The charter opened in 2005 under district authority after the state had to step in when Jajdelski claimed that district imposed conditions were illegal. The state agreed and ordered the district to renegotiate. After a few years under district management, more problems prompted the school to switch to operate under the Charter School Institute’s authorization. The district and the school again were at odds when the school expanded and Jajdelski said publicly he wanted to enroll about half of Adams 14’s students to pull them from failing conditions.

The charter serves approximately 700 students in preschool through 12th grade.

The Community Leadership Academy school often outperforms Adams 14 and the state in test scores. In 2019, for instance, 48.1% of school’s third graders met or exceeded expectations for reading, compared with 41.3% of third graders who did across the state. 

Jajdelski said he did not want to rehash old arguments, but Adams 14 board members nonetheless raised concerns about past issues between the district and the school. Those included comments and signs the school has posted that negatively depict the district in an attempt to enroll students. 

The board also raised concerns about past issues that have been raised by parents about their children being punished for speaking Spanish, and being pushed out of the school. Jajdelski denied that any student had ever been punished for speaking Spanish, but said the school had a new legal team that has changed policies in recent years. 

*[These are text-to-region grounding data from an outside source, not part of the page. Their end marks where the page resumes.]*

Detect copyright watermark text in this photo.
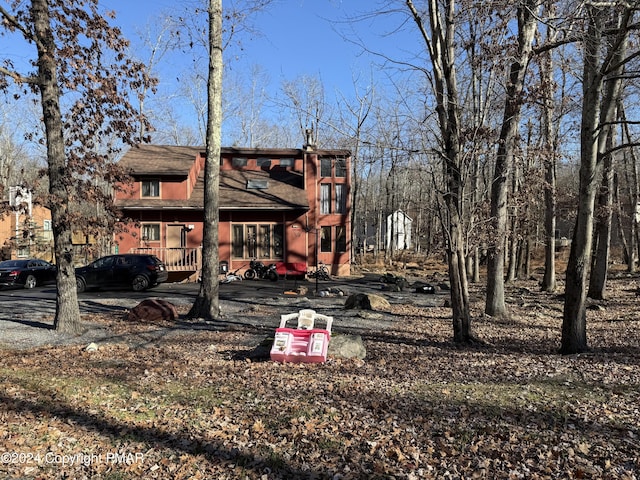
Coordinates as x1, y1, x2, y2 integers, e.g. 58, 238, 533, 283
1, 451, 145, 466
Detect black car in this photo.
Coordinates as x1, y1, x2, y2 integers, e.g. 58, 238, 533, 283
75, 254, 169, 292
0, 259, 57, 289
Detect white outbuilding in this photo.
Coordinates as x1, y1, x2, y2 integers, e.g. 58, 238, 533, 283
386, 210, 412, 251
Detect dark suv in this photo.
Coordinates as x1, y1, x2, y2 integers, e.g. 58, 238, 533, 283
75, 254, 168, 292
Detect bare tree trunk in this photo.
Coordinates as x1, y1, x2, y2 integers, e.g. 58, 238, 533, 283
406, 0, 473, 343
506, 156, 521, 283
188, 0, 222, 320
539, 0, 559, 292
613, 171, 631, 266
620, 104, 638, 272
347, 93, 371, 264
486, 0, 538, 318
541, 139, 558, 291
32, 0, 82, 334
523, 236, 531, 277
562, 5, 627, 354
448, 217, 472, 343
473, 246, 480, 283
588, 130, 615, 300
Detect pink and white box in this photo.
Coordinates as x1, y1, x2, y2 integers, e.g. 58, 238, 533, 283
270, 309, 333, 363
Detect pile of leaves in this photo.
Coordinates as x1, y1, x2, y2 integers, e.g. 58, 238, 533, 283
0, 277, 638, 479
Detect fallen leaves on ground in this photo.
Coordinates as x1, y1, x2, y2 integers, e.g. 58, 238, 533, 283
0, 277, 638, 479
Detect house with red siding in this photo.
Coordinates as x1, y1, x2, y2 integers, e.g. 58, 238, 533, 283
114, 141, 351, 280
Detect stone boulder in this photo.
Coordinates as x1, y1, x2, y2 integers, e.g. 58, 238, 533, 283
344, 293, 391, 311
328, 334, 366, 360
127, 299, 178, 322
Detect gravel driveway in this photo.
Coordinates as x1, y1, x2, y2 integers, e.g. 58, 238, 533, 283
0, 274, 446, 350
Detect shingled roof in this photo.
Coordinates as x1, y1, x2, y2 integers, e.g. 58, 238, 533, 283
119, 145, 203, 176
219, 169, 307, 210
116, 145, 309, 211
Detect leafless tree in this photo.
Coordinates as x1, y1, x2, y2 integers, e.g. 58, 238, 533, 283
188, 0, 223, 320
485, 0, 539, 319
562, 2, 634, 354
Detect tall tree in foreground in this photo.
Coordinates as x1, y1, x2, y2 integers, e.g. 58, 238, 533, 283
406, 0, 473, 343
0, 0, 149, 333
485, 0, 539, 318
188, 0, 223, 320
562, 3, 631, 354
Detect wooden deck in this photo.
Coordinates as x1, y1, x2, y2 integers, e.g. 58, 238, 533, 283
130, 247, 201, 282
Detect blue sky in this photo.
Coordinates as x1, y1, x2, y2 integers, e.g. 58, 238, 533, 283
101, 0, 410, 105
241, 0, 368, 92
1, 0, 416, 146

Board members said they were concerned about the charter school’s English-only immersion model, but suggested that in the future, if the school could repair its relationship with the district, the board might be more open to reauthorizing the school.

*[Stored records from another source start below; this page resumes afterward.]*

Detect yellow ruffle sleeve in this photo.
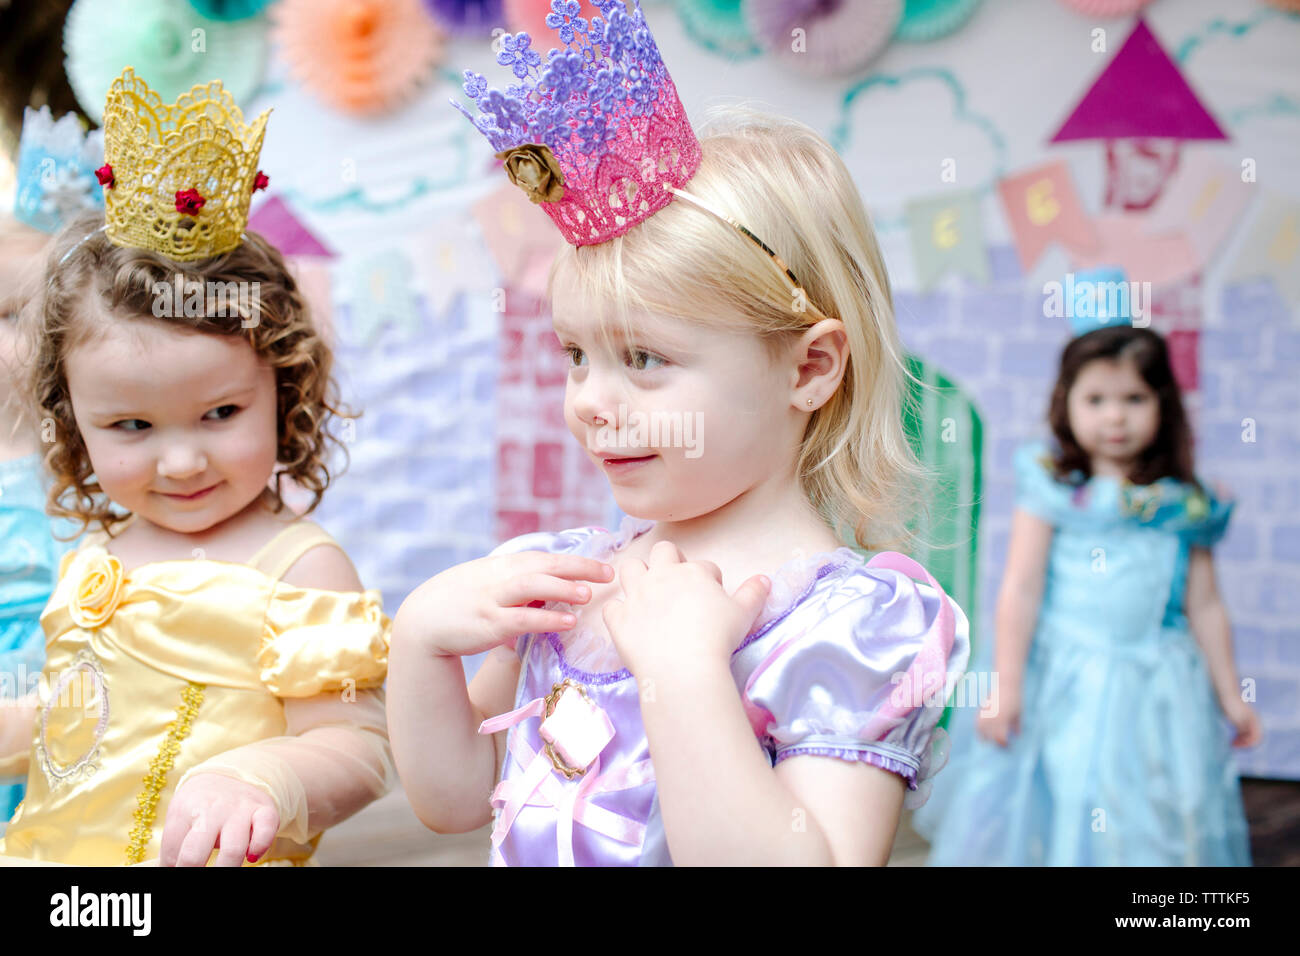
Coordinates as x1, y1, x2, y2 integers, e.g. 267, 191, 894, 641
259, 585, 391, 697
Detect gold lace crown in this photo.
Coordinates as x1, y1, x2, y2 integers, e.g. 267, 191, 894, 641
101, 67, 270, 262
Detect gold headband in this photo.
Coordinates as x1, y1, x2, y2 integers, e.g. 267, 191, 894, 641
666, 185, 827, 319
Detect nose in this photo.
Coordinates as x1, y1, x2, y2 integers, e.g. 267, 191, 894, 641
570, 366, 623, 430
156, 440, 208, 481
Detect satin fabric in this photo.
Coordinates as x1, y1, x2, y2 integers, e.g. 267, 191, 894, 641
0, 535, 389, 865
484, 516, 970, 866
0, 454, 70, 824
913, 441, 1251, 866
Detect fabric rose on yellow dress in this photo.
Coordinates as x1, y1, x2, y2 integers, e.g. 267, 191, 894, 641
69, 552, 126, 629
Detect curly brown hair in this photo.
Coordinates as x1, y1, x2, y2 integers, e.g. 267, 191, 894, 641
26, 211, 352, 536
1047, 325, 1198, 489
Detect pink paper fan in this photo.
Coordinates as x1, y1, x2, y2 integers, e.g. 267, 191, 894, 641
744, 0, 902, 77
274, 0, 444, 115
1057, 0, 1153, 16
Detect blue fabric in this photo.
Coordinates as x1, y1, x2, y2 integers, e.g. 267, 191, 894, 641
913, 440, 1251, 865
0, 455, 72, 823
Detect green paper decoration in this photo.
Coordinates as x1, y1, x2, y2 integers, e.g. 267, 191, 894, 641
672, 0, 763, 60
901, 354, 983, 731
64, 0, 268, 123
897, 0, 982, 42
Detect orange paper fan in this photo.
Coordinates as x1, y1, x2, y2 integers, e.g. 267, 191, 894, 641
274, 0, 444, 114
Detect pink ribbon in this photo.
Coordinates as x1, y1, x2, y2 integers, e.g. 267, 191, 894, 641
479, 696, 654, 866
858, 551, 957, 742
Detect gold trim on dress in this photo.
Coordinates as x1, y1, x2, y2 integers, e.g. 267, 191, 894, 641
541, 679, 595, 780
125, 682, 205, 864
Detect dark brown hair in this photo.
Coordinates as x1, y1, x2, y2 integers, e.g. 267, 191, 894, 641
28, 211, 351, 536
1047, 325, 1198, 488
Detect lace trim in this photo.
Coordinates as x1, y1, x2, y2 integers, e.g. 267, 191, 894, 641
125, 682, 205, 864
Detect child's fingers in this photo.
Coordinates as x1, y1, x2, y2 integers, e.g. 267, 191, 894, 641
646, 540, 684, 567
602, 597, 624, 633
498, 606, 577, 637
159, 803, 192, 866
174, 815, 220, 867
514, 552, 614, 584
214, 812, 252, 868
246, 805, 279, 863
617, 558, 648, 592
695, 559, 724, 584
496, 573, 592, 608
730, 574, 771, 619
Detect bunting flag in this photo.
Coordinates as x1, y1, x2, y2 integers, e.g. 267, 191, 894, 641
1143, 153, 1253, 268
1225, 197, 1300, 304
905, 191, 989, 290
1072, 214, 1198, 288
998, 160, 1099, 271
472, 180, 564, 300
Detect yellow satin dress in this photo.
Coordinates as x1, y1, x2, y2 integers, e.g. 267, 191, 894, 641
0, 520, 389, 866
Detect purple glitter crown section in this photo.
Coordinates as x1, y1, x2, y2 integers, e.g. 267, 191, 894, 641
451, 0, 701, 245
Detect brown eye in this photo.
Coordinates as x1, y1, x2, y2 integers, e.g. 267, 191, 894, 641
626, 348, 665, 371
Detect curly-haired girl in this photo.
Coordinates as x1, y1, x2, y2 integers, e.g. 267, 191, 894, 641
0, 211, 394, 866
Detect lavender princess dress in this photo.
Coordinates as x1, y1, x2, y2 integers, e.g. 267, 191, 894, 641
478, 517, 971, 866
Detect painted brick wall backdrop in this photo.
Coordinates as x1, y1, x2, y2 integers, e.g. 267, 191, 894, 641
235, 0, 1300, 778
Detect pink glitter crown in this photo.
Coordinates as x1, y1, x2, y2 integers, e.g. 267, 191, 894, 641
451, 0, 701, 246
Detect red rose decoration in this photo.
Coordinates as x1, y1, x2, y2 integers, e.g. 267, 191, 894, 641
95, 164, 115, 188
175, 189, 206, 215
252, 170, 270, 193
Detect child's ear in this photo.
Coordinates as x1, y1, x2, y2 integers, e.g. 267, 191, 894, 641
790, 319, 848, 411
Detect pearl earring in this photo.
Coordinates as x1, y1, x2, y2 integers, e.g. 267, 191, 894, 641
806, 399, 814, 407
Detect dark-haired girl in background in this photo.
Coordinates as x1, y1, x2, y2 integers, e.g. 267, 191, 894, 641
916, 317, 1260, 866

Community feedback that Adams 14 gathered included several similar complaints about Community Leadership Academy’s practices. More than half of the 75 comments, and 47.5% of survey responses opposed the district accepting Community Leadership Academy’s application. 

In the same survey, 53.8% of respondents favored accepting the University Prep charter school application, as did 34 of the 58 comments submitted.

The district accountability committee which reviewed both applications and submitted recommendations, however, had suggested the opposite actions that the board ultimately took: to approve the Community Leadership Academy school with conditions, and instead reject University Prep.